My brother bought the Mutant Massacre tie-in Power Pack #27 for the Wolverine and Sabretooth appearances. It was overall too domestic and kiddie for our tastes, but then you'd have Scalphunter standing atop a pile of bodies as he gunned down adorable mutant children. Man-- that's just wrong. I like the Jon Bogdanove art a lot more now than I did then, but then again, Power Pack still strikes me as a kid's books that their parents would prefer, so that tracks.

As I mentioned last month, my Batman #402 came in a three-pack, so it's wild how much of this thing was centered on my interests, while being bought largely sight unseen. As the middle book numerically, I might noty have known that there was a Jim Starlin cover in the mix, much less full interiors. This may have been around the time Epic Comics started playing monkey-in-the-middle with his Dreadstar royalty checks, and I understand that he needed the fill-in gig for quick cash to pay an income tax bill. After having spent most of the '80s on cosmic science fantasy, and also entering a period when he was losing interest in drawing, Starlin's stiffness and extremely dated fashions stood out like a sore thumb. Bruce Wayne hanging out at the Playboy Mansion in his Hef smoking jacket with a clearly much younger Robin and a John Watters-looking Alfred should have had Wertham spinning in his grave, and the Swanderson look of it all would have been Seduction of the Innocent era appropriate.
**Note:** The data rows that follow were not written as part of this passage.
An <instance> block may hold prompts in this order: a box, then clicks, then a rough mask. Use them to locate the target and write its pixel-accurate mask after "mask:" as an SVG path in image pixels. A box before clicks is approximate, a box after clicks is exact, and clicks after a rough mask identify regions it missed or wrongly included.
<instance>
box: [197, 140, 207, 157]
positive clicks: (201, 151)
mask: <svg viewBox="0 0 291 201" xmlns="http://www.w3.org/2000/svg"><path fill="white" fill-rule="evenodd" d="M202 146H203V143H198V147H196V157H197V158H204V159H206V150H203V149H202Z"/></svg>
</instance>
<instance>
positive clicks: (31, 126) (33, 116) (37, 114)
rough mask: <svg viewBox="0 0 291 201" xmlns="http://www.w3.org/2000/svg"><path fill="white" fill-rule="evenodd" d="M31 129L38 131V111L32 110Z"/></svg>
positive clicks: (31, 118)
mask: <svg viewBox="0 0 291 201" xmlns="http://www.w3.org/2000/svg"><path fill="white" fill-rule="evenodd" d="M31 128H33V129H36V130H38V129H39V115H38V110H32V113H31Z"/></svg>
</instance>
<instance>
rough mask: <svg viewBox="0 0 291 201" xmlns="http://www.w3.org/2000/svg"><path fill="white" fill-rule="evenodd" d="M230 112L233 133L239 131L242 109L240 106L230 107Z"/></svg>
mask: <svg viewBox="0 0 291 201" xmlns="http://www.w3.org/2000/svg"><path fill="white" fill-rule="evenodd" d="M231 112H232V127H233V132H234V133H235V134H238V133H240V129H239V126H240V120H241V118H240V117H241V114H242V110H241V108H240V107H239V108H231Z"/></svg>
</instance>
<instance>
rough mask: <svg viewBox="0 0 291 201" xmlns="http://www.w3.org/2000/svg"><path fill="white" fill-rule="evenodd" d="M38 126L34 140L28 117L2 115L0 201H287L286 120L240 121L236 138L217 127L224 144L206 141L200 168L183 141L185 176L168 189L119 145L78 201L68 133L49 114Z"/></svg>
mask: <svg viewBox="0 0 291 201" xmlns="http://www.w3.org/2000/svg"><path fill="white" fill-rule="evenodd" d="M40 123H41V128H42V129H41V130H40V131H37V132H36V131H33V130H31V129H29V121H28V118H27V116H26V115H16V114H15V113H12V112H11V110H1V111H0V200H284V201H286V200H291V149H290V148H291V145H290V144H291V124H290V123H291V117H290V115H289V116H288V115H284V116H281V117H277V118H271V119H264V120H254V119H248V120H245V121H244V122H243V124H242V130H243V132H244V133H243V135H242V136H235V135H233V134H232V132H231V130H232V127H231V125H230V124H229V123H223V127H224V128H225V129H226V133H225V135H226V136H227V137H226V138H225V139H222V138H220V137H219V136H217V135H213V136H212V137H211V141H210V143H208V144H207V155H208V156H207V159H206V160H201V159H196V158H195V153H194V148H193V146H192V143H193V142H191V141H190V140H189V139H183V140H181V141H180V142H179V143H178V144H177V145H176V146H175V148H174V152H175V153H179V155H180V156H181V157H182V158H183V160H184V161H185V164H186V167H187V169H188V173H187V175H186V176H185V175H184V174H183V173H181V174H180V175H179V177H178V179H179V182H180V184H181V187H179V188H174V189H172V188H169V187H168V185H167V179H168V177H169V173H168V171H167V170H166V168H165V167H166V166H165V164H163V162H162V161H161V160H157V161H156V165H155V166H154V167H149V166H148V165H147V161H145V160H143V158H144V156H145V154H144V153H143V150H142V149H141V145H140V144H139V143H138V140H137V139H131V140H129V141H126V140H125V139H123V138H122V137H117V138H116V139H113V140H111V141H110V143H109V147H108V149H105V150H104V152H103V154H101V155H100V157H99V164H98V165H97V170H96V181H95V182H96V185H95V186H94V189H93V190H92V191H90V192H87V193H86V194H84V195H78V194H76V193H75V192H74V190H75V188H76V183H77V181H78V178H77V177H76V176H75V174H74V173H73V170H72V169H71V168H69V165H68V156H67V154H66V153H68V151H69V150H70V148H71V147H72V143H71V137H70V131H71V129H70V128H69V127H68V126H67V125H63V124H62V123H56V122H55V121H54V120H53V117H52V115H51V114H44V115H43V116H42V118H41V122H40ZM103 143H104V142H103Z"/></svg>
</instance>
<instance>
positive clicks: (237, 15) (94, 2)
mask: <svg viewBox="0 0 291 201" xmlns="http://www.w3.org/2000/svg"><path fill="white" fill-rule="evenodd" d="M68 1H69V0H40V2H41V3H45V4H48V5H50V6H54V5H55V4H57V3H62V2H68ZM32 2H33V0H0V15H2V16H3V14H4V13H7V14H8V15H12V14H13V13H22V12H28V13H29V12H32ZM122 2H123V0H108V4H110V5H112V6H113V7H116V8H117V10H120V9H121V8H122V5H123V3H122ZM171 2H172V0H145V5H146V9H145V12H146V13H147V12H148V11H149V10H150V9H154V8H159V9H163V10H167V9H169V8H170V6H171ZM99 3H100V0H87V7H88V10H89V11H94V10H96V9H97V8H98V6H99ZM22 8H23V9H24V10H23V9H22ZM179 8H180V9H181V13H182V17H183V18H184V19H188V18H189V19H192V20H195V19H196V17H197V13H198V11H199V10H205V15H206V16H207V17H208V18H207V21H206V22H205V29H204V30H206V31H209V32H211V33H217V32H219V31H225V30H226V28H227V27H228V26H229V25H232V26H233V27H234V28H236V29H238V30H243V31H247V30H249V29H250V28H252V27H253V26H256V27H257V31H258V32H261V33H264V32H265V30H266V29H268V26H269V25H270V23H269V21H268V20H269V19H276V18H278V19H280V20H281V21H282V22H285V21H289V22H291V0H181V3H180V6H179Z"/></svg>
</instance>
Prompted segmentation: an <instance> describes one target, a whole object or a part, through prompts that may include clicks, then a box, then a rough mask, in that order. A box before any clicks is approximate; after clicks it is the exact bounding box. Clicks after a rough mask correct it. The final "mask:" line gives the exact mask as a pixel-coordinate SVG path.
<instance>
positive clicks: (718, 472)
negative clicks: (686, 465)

But Starlin also brings a '70s New York urban grit, along with some serious grindhouse ultraviolence that could have only gotten by an almost entirely defanged Comics Code Authority. It's about a guy whose mind is broken by tragedy, and comes to think that he's the Batman, but with an m.o. closer to Shadowhawk. Batman had to catch him, to clear his own name, and before "he" kills again. Not gonna lie, I lapped it up. By the way, I didn't realize that all this material had been collected into a trade in 2015, and thought I might pick it up. The not so aptly named Batman:Second Chances trade is going for upwards of $150 online. That just seems stupid high to me for readily attainable late '80s corporate IP that will inevitably be reprinted again, if only on account of those stupid prices indicating demand.